“Hay.”[14]
Our proclamation of April 4, 1899, was also taken up at their request and was gone over minutely, sentence by sentence. We were asked to explain certain expressions which they did not fully understand.
They told us that it would be hard for their army to lay down its arms when it had accomplished nothing, and asked if it could be taken into the service of the United States. We answered that some of the regiments might be taken over and employment on public works be found for the soldiers of others.
We endeavoured to arrange for an interview with Aguinaldo, either going to meet him or assuring him safe conduct should he desire to confer with us at Manila.
They left, promising to return in three weeks when they had had time to consider the matters under discussion, but they never came back.
Shortly thereafter there was an odd occurrence. Soon after our arrival we had learned that Mr. Schurman was a man of very variable opinions. He was rather readily convinced by plausible arguments, but sometimes very suddenly reversed his views on an important subject.
At the outset Archbishop Nozaleda made a great impression upon him. The Archbishop was a thoroughgoing Spaniard of the old school, and entertained somewhat radical opinions as to what should be done to end the distressing situation which existed. After talking with him Mr. Schurman seemed to be convinced that we ought to adopt a stern and bloody policy, a conclusion to which Colonel Denby and I decidedly objected.
A little later he made a trip up the Pasig River with Admiral Dewey and others and had a chance to see something of the aftermath of war. It was not at all pretty. It never is. I was waiting for him with a carriage at the river landing on his return and had hard work to keep him away from the cable office. His feelings had undergone a complete revulsion. He insisted that if the American people knew what we were doing they would demand that the war be terminated immediately at any cost and by whatsoever means, and he wanted to tell them all about it at once. By the next morning, however, things fortunately looked rather differently to him.
Mr. Schurman acquired a working knowledge of the Spanish language with extraordinary promptness. Shortly thereafter Colonel Denby and I discovered that when Filipinos came to see the commission in order to impart information or to seek it, he was conferring with them privately and sending them away without our seeing them at all.
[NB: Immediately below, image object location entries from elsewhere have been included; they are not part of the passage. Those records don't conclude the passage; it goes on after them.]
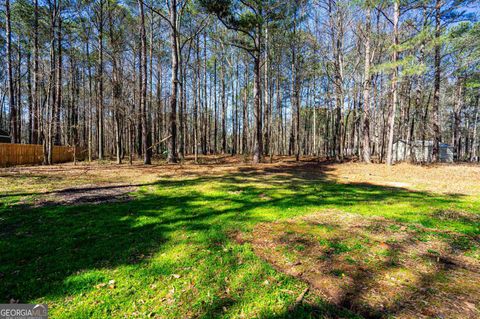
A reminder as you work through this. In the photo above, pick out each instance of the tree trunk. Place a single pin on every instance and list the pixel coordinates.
(172, 142)
(11, 93)
(366, 91)
(394, 85)
(436, 85)
(146, 150)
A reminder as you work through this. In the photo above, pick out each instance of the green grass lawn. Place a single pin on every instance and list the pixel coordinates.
(170, 251)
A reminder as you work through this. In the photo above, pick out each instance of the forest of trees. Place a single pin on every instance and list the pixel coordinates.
(336, 79)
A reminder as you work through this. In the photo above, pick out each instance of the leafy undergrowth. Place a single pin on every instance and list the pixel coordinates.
(376, 267)
(168, 252)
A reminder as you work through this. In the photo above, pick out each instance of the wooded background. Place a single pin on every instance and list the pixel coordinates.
(333, 79)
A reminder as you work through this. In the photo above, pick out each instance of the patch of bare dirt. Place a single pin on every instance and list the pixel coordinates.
(87, 194)
(374, 266)
(454, 179)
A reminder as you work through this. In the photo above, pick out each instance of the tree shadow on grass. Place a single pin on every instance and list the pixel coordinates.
(41, 247)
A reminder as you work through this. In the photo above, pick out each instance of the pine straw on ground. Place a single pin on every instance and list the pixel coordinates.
(374, 266)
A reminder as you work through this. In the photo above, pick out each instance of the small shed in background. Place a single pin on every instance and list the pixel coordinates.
(5, 137)
(420, 151)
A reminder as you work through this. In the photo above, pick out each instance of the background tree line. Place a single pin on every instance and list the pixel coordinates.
(327, 78)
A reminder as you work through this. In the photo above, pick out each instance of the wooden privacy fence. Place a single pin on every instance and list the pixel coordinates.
(19, 154)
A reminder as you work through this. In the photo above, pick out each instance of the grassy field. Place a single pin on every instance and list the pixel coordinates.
(206, 240)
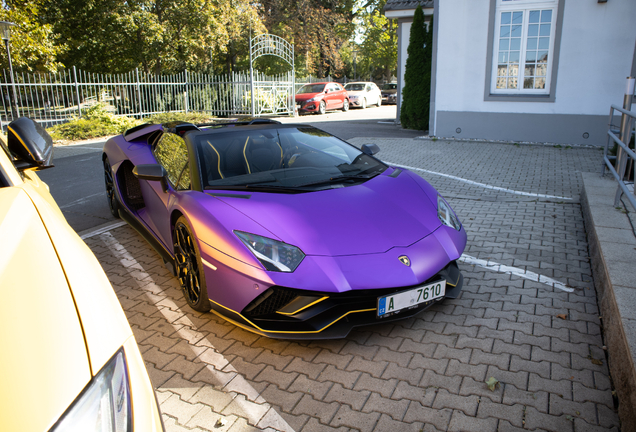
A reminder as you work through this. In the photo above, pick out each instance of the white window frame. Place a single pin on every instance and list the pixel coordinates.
(524, 6)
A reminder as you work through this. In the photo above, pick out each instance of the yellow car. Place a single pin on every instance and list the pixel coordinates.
(69, 359)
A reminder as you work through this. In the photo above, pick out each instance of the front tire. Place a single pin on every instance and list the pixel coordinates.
(111, 195)
(189, 266)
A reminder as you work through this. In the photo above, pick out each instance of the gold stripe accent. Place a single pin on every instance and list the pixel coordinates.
(218, 158)
(304, 307)
(274, 331)
(245, 156)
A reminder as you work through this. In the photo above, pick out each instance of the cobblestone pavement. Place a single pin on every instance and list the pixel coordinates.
(542, 343)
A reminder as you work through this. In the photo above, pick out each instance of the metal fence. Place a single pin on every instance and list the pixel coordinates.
(55, 98)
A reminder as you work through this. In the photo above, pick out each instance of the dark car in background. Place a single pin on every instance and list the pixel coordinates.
(321, 97)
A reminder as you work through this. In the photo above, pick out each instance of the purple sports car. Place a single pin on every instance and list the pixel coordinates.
(285, 230)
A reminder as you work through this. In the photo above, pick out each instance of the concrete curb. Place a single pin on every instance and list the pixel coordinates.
(613, 254)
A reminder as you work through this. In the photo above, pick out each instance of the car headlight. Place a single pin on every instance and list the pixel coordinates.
(446, 214)
(103, 406)
(273, 254)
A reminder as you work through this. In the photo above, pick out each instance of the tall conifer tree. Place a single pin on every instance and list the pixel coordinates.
(416, 94)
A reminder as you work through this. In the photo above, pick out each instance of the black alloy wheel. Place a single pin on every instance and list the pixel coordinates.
(189, 267)
(322, 108)
(113, 205)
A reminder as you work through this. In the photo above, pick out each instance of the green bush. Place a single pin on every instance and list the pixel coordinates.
(95, 122)
(416, 94)
(190, 117)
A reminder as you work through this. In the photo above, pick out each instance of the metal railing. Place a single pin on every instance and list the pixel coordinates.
(623, 153)
(52, 98)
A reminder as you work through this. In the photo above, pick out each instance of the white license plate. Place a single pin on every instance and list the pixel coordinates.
(388, 305)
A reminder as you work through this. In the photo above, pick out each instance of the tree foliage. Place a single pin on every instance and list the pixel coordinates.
(161, 36)
(317, 28)
(169, 36)
(416, 94)
(378, 50)
(33, 43)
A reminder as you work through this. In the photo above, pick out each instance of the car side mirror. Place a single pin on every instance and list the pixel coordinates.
(370, 149)
(30, 143)
(152, 172)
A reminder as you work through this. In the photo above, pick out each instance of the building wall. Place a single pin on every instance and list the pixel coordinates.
(595, 55)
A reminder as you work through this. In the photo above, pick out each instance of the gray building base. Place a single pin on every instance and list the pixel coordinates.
(613, 253)
(552, 128)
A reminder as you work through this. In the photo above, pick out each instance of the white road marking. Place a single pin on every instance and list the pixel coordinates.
(81, 200)
(258, 412)
(102, 230)
(500, 268)
(485, 186)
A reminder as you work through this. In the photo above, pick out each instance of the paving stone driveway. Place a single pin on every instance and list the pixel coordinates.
(541, 343)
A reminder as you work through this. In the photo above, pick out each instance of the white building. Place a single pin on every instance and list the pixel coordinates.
(524, 70)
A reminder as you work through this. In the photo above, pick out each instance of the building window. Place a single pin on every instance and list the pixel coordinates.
(523, 47)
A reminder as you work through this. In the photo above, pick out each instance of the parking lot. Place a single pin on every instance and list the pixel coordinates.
(527, 317)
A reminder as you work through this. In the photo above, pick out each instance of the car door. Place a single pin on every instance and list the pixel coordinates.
(170, 152)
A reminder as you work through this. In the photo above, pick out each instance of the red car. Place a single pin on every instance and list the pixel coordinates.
(320, 97)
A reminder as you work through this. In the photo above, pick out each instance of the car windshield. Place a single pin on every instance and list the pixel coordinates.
(354, 87)
(298, 159)
(311, 88)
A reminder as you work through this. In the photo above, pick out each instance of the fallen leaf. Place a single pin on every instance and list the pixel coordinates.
(492, 383)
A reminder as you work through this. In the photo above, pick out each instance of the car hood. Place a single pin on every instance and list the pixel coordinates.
(373, 217)
(305, 96)
(46, 361)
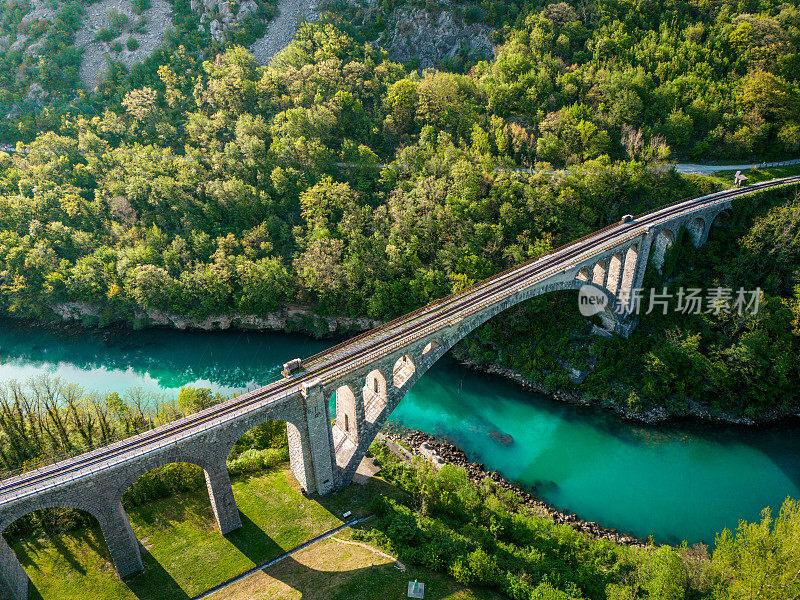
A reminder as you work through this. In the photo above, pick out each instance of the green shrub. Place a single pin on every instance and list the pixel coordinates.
(140, 5)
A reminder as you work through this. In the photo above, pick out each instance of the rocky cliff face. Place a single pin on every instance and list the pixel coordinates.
(433, 36)
(216, 16)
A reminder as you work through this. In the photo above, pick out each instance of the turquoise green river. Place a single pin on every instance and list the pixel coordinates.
(675, 483)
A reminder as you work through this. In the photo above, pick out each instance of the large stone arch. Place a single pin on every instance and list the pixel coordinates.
(12, 569)
(106, 509)
(403, 370)
(218, 484)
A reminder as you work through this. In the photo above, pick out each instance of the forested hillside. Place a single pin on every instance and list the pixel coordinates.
(218, 186)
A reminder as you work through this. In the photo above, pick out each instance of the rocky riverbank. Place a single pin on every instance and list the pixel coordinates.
(477, 473)
(658, 415)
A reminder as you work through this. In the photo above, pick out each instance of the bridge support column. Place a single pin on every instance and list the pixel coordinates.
(13, 579)
(220, 492)
(320, 440)
(121, 540)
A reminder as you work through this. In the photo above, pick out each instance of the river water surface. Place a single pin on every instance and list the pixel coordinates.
(679, 482)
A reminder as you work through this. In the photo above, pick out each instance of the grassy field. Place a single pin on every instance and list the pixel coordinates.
(337, 570)
(185, 553)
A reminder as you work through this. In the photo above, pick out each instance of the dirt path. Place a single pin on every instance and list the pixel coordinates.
(280, 30)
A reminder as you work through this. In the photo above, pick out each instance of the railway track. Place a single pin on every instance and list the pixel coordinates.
(383, 340)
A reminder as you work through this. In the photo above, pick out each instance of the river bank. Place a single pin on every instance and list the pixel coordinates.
(420, 444)
(655, 416)
(302, 320)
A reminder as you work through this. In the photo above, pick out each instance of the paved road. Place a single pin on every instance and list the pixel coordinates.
(692, 169)
(367, 348)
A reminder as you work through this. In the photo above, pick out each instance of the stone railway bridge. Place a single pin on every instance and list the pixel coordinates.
(369, 375)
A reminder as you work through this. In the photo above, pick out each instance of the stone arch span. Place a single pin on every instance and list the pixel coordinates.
(403, 370)
(599, 272)
(429, 351)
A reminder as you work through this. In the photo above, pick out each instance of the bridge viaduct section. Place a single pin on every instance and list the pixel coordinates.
(367, 388)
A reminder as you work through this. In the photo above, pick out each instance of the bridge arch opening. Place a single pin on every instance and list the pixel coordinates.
(346, 413)
(107, 534)
(599, 273)
(629, 271)
(375, 396)
(404, 368)
(696, 228)
(429, 348)
(664, 240)
(614, 273)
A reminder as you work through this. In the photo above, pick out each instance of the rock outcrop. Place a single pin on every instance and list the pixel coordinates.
(432, 37)
(216, 16)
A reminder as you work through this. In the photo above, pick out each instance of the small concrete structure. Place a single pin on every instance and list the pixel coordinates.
(416, 589)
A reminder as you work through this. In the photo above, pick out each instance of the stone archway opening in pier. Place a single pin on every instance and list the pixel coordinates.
(629, 270)
(346, 413)
(375, 396)
(404, 368)
(663, 242)
(696, 228)
(614, 273)
(599, 273)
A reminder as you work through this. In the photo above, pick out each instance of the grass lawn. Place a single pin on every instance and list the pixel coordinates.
(185, 553)
(333, 570)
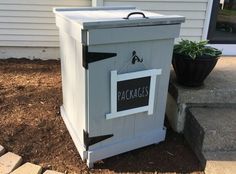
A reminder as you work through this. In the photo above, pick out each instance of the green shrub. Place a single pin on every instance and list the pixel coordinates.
(194, 49)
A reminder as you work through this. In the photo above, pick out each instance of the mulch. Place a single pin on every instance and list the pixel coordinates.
(31, 126)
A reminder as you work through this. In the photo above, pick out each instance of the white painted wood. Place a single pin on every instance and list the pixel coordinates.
(128, 34)
(207, 19)
(87, 94)
(195, 12)
(79, 145)
(139, 74)
(113, 91)
(97, 3)
(227, 49)
(152, 92)
(134, 75)
(126, 112)
(125, 146)
(104, 17)
(31, 23)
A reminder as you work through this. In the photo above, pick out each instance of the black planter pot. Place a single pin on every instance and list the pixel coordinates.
(191, 72)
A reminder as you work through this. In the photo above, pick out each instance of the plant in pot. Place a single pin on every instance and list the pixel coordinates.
(193, 62)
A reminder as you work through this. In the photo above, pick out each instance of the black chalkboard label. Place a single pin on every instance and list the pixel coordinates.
(133, 93)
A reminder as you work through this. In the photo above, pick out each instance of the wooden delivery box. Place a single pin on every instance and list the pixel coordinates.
(115, 65)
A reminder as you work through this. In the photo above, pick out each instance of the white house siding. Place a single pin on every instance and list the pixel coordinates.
(193, 10)
(31, 23)
(27, 27)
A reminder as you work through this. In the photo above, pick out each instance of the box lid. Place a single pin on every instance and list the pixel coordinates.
(115, 17)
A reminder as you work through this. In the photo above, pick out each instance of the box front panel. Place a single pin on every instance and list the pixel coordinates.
(155, 55)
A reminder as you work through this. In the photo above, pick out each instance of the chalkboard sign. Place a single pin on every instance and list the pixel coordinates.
(133, 93)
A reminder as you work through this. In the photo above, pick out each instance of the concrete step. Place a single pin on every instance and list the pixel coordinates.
(219, 88)
(2, 150)
(211, 132)
(220, 162)
(28, 168)
(51, 172)
(9, 162)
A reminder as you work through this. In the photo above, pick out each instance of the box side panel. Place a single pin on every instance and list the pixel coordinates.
(73, 87)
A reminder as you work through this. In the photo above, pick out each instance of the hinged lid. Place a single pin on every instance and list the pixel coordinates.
(115, 17)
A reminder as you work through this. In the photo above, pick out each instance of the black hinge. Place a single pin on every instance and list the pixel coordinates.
(89, 57)
(88, 141)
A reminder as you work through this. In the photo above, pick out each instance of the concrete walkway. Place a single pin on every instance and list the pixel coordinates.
(207, 117)
(11, 163)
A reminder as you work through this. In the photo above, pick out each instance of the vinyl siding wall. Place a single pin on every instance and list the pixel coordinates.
(31, 22)
(27, 27)
(193, 10)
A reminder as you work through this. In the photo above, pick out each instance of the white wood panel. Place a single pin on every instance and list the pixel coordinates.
(146, 1)
(21, 43)
(31, 22)
(29, 19)
(19, 13)
(46, 2)
(28, 26)
(29, 32)
(193, 10)
(187, 14)
(28, 38)
(156, 5)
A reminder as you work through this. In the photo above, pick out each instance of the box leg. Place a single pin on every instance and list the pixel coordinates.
(90, 165)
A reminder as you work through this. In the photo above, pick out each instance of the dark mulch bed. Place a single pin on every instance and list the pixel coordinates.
(31, 126)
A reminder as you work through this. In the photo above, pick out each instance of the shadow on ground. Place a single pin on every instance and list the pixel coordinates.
(31, 126)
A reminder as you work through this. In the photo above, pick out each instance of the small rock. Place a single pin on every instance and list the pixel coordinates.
(9, 162)
(28, 168)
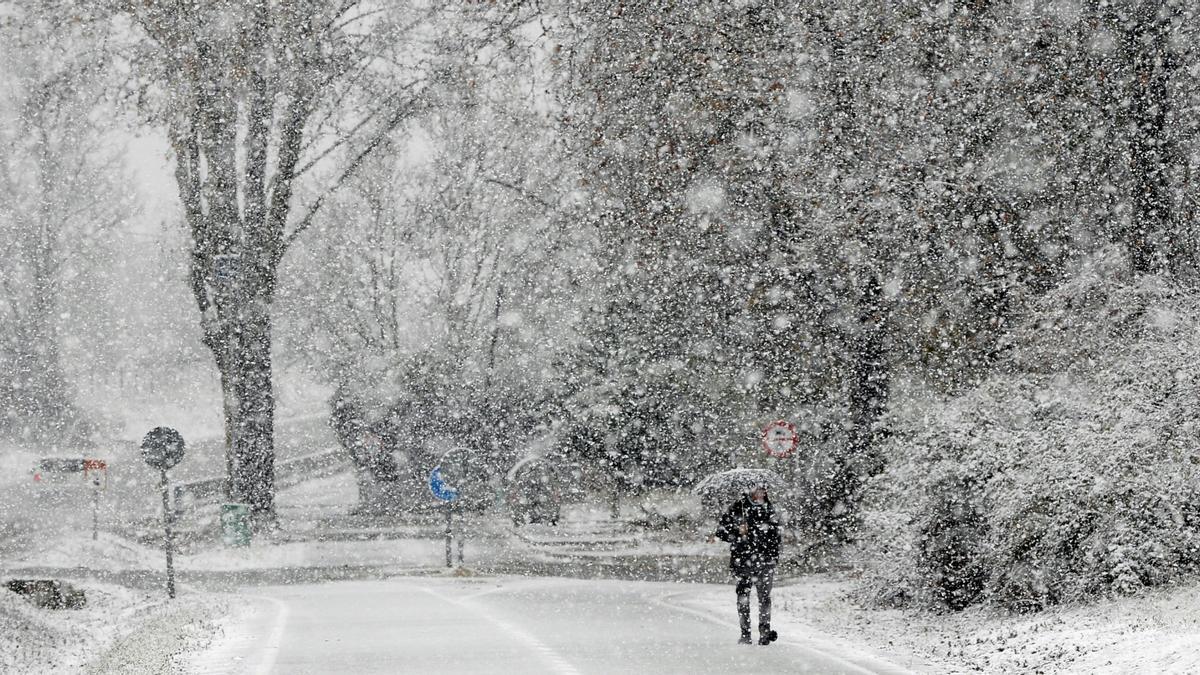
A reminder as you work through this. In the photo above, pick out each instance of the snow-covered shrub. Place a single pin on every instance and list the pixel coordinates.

Soon after we had made our formal statement of the situation to the President, Mr. Schurman had an interview with an Englishman who had been living in Insurgent territory north of Manila, from which he had just been ejected, in accordance with Luna’s order. This man told him all about the mistakes of the Americans and evidently greatly impressed him, for shortly thereafter he read to us at a commission meeting a draft of a proposed cablegram which he said he hoped we would approve. It would have stultified us, had we signed it, as it involved in effect the abandonment of the position we had so recently taken and a radical change in the policy we had recommended. Mr. Schurman told us that if we did not care to sign it, he would send it as an expression of his personal opinion. Colonel Denby asked him if his personal opinion differed from his official opinion, and received an affirmative reply. We declined to approve the proposed cablegram, whereupon he informed us that if his policy were adopted, he and General Aguinaldo would settle things without assistance from us, and that otherwise he would resign. He inquired whether we, too, would send a cable, and we told him certainly not, unless further information from us was requested. He sent his proposed message, in somewhat modified form, and received a prompt reply instructing him to submit it to the full commission and cable their views.